I still take the train to Philadelphia sometimes, but rarely commuter times so when I took the train yesterday from the Walter Rand Transportation Center in downtown Camden, I revisited morning rush hour.
I hopped on the last car called THE QUIET TRAIN and I stood because there were no seats. I observed my fellow passengers. No one spoke a word.
People texted and played games on cell phones.
They read books on I-PADS and Kindles.
No one hid behind big newspaper pages as they used to do, but a few held the free small newspaper in their hands.
One woman stood holding the pole near the door and read Anne Lamott’s TRAVELING MERCIES. I was too far from her to catch her eye and to ask how she liked it. I wanted to tell her that I saw Anne Lamott in person—well, from across a crowded auditorium at the Free Public Library of Philadelphia. I don’t know if she would have been interested, but I would have tried to talk to her.
When I got off at 16th and Locust Streets, the quiet ended. People almost ran from the train to get in line to get up the steps to the street. It was every man and woman for himself and herself. You’d better stand by the wall if you needed to tie a shoe or put on your gloves without getting knocked down.
The commuter aggression that I remembered from the old days had not been eradicated from sitting on that civilized quiet car.
I waited for some moments for the line of passengers going up to start to move and I prepared myself mentally climb up those cement steps without pause. People needed to get to work on time and they weren’t going to walk up to the street in a leisurely fashion because I’m not as fast as I was forty-some years ago.
The line of people teeming down the steps stopped. The line of people going up the steps stopped, too. No one said a word. It was the QUIET TRAIN atmosphere again, but here the cease of activity and noise seemed weird.
What was happening? We stood in the damp cold and silence for what seemed a long time. So much for a day out in Philly… I’d never seen this situation.

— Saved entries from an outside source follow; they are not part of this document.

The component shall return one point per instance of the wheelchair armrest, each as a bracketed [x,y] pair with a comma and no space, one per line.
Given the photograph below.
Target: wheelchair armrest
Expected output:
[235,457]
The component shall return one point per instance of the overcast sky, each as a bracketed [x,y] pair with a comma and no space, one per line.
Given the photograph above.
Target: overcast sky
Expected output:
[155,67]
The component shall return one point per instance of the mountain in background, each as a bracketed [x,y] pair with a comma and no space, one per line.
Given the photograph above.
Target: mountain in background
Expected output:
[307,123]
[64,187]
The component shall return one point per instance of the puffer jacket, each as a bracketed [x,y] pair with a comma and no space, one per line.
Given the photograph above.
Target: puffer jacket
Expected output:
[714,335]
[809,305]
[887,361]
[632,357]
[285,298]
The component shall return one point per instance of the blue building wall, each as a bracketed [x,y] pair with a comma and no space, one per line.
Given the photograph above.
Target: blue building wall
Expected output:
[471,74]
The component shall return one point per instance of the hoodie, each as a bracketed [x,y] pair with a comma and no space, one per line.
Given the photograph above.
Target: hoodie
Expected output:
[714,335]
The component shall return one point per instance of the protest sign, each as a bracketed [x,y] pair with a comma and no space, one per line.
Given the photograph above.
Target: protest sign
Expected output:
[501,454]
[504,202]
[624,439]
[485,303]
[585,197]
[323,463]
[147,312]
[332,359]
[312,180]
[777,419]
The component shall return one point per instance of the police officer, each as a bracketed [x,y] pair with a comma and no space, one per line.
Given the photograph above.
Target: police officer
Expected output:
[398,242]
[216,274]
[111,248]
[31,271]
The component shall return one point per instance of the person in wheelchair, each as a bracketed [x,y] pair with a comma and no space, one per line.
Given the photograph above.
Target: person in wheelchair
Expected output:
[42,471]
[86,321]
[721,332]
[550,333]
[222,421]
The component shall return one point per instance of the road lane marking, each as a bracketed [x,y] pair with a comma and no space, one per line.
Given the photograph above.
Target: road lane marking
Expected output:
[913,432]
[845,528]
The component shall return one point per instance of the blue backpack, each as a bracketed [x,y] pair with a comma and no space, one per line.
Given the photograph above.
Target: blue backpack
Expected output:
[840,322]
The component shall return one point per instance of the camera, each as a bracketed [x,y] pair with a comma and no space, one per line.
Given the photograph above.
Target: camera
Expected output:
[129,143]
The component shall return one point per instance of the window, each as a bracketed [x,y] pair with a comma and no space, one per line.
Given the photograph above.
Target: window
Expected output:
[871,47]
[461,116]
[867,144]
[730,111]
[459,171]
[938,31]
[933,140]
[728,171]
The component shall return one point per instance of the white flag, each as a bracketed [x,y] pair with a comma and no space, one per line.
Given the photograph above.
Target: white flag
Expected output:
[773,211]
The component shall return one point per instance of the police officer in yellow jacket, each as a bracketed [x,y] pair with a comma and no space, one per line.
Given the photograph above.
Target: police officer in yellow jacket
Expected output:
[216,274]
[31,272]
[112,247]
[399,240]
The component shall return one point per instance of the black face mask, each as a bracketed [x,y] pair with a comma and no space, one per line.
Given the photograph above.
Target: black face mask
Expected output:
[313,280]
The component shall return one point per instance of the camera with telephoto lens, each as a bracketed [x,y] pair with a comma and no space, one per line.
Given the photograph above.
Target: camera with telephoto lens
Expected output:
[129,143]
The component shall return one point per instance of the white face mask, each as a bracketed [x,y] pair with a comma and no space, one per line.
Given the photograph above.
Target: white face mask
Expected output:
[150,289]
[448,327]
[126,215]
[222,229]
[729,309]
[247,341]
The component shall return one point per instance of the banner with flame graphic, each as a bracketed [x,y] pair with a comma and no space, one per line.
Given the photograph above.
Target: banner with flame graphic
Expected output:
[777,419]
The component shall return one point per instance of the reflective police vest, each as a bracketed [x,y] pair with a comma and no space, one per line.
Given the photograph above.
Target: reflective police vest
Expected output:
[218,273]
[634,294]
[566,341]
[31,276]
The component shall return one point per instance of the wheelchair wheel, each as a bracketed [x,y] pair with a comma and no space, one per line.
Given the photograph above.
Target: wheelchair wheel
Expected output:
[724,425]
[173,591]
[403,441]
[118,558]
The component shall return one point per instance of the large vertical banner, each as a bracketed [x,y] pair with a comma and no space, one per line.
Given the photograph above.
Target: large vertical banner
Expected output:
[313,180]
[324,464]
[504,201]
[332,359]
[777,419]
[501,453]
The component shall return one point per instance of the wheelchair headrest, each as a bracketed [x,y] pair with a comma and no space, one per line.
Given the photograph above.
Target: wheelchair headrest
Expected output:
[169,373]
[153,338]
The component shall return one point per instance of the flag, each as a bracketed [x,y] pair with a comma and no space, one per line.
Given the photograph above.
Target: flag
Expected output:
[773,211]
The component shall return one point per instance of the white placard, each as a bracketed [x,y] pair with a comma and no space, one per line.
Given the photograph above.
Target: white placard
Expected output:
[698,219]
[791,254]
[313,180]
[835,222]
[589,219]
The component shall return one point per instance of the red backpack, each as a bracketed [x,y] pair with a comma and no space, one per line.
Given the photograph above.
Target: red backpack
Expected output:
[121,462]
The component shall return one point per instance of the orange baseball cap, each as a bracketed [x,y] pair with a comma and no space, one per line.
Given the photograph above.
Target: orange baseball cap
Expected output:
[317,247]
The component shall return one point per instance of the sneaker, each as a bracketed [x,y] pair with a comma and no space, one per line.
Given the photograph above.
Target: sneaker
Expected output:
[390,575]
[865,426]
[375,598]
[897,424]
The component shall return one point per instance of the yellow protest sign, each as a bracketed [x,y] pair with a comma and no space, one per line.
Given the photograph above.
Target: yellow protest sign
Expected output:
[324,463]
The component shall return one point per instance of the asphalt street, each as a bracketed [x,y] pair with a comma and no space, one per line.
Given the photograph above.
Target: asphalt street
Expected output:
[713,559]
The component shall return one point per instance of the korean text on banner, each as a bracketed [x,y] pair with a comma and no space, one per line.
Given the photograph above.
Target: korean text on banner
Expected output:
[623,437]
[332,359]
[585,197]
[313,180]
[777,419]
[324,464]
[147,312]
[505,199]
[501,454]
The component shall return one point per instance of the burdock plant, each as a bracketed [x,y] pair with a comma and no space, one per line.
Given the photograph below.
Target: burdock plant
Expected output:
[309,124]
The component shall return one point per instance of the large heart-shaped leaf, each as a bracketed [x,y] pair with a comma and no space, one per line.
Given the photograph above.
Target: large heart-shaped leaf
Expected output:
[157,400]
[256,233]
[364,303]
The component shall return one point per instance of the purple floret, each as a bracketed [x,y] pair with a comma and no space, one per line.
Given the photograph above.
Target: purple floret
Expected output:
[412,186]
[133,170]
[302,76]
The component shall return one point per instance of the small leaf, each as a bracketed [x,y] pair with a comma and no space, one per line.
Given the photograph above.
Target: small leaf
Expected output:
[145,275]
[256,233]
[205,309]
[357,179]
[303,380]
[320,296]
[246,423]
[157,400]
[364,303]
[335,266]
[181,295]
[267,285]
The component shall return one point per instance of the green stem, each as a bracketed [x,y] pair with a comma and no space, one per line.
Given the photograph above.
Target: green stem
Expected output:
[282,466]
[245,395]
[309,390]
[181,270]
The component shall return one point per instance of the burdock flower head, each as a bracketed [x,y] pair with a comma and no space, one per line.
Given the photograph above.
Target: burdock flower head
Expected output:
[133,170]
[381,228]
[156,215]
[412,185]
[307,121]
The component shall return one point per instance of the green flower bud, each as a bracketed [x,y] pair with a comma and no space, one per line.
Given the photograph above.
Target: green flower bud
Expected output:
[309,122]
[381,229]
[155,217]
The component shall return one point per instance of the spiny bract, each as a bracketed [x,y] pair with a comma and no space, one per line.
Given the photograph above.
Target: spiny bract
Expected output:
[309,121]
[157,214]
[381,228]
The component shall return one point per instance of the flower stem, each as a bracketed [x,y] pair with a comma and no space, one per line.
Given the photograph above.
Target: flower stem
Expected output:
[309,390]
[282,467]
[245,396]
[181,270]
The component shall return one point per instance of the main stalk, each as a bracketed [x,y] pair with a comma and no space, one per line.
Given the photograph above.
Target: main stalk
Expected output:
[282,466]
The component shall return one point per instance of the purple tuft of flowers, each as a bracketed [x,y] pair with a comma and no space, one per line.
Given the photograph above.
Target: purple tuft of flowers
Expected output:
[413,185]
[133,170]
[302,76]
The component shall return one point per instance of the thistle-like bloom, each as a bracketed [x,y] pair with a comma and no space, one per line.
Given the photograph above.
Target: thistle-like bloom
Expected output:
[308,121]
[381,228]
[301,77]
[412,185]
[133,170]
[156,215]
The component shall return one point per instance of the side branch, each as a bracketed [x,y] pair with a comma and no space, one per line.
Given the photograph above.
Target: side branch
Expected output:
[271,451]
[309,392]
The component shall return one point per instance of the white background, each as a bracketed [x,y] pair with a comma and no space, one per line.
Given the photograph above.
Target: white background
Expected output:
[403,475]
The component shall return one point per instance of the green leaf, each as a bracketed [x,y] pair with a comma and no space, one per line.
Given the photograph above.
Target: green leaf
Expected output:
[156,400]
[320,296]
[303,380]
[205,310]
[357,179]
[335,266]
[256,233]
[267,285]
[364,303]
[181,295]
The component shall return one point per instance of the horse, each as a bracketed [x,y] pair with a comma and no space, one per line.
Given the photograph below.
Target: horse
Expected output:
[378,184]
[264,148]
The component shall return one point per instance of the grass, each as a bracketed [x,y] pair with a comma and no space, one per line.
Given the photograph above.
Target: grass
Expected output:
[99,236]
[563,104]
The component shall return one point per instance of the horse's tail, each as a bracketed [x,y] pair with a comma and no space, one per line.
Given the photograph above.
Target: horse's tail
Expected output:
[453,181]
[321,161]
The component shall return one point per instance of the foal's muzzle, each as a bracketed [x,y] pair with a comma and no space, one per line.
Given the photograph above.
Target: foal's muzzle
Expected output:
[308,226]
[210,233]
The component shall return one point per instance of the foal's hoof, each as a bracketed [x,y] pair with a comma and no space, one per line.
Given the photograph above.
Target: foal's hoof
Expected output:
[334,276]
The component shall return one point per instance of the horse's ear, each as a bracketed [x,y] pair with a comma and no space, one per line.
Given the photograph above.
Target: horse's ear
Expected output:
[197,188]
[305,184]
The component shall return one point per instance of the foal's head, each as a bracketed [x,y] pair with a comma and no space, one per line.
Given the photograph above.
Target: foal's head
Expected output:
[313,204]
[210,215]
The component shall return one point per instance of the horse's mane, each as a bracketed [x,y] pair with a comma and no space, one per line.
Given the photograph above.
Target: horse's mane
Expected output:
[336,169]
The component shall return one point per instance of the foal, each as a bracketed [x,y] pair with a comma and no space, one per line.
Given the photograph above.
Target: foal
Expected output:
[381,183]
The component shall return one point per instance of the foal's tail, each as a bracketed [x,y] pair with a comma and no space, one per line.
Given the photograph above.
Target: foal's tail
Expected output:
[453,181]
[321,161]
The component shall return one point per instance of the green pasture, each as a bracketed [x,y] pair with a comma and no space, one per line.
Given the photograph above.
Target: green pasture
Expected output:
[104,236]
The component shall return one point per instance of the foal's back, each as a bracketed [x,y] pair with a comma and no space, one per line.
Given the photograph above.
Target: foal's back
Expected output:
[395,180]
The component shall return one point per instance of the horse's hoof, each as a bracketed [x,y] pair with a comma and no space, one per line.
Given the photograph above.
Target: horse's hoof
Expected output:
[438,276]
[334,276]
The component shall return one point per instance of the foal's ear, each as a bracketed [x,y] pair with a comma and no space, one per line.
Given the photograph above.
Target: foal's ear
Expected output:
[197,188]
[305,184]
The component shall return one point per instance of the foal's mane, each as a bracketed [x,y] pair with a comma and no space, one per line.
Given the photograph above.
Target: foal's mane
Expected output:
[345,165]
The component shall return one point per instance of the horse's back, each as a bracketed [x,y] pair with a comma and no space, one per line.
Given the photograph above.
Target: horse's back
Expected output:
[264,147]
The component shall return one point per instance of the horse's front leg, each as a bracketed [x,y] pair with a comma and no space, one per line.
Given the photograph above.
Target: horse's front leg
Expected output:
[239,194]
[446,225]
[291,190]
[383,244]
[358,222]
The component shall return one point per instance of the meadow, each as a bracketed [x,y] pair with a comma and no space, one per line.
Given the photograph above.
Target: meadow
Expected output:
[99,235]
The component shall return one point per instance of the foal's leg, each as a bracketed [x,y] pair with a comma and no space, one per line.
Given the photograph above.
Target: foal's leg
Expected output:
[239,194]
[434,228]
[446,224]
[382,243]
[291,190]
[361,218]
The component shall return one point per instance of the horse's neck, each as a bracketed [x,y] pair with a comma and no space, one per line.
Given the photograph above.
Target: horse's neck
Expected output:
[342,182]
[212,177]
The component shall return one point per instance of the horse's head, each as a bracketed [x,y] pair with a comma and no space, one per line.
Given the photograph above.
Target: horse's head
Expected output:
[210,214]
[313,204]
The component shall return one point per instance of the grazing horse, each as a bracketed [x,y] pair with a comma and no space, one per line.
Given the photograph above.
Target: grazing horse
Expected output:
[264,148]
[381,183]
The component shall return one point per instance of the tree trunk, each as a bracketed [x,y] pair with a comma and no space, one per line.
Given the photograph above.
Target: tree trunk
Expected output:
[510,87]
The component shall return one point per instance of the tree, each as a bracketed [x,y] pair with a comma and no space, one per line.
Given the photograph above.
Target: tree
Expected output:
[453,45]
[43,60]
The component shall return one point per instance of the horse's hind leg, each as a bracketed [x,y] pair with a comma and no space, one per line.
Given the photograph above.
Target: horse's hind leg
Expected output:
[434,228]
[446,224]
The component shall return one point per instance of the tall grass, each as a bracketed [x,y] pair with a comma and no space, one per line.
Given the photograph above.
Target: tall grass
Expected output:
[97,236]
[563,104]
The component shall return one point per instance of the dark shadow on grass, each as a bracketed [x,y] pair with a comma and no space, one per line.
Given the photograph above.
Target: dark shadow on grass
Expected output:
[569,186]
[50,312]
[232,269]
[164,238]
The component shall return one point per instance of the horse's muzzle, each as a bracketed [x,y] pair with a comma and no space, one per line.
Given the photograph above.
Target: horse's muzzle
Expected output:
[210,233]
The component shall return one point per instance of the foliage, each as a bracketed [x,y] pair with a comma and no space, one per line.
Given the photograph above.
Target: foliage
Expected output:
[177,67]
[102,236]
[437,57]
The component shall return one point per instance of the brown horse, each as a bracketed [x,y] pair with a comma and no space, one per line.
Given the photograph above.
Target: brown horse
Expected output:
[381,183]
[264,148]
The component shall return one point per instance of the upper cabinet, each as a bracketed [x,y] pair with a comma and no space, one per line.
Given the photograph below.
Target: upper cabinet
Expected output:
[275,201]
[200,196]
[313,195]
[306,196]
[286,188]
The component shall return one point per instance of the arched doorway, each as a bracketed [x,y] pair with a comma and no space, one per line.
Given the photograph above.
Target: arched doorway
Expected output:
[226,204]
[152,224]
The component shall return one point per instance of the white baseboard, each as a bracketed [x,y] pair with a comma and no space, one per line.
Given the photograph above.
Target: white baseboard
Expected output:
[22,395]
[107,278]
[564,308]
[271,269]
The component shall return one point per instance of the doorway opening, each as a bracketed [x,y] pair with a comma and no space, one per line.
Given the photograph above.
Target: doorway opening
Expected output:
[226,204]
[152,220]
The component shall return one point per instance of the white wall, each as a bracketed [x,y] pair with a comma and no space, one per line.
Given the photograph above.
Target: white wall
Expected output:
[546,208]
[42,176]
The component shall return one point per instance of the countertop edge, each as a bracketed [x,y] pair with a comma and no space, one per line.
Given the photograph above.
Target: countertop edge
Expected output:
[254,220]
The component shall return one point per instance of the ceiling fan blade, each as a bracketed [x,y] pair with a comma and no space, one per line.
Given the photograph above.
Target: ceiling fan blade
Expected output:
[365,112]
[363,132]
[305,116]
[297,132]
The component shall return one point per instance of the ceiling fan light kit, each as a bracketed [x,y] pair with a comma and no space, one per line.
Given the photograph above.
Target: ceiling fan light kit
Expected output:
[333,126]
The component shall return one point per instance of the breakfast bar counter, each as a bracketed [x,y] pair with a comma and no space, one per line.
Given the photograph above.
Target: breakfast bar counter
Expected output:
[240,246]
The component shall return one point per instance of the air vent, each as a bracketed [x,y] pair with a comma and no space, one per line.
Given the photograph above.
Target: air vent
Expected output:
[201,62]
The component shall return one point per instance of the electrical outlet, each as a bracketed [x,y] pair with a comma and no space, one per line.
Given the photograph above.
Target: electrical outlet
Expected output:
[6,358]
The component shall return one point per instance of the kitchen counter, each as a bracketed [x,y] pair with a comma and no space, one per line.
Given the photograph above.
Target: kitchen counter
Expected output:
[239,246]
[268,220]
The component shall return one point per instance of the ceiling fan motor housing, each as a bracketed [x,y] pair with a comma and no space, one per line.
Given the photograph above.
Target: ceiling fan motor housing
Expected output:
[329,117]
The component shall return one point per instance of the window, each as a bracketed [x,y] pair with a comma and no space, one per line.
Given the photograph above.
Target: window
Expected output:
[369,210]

What my husband calls my writer’s imagination took over. I imagined the worst scenarios.
Finally, a man in a down jacket with a serious face and a cane walked down the stairs and his dog followed him. Step by step, they made it to the bottom of the stairs and dozens of passengers stood like statues, waiting on the “up” side of the stairs.
When the man and his dog got several feet away from the stairs, the horde came alive and surged to leave the station or to get a train.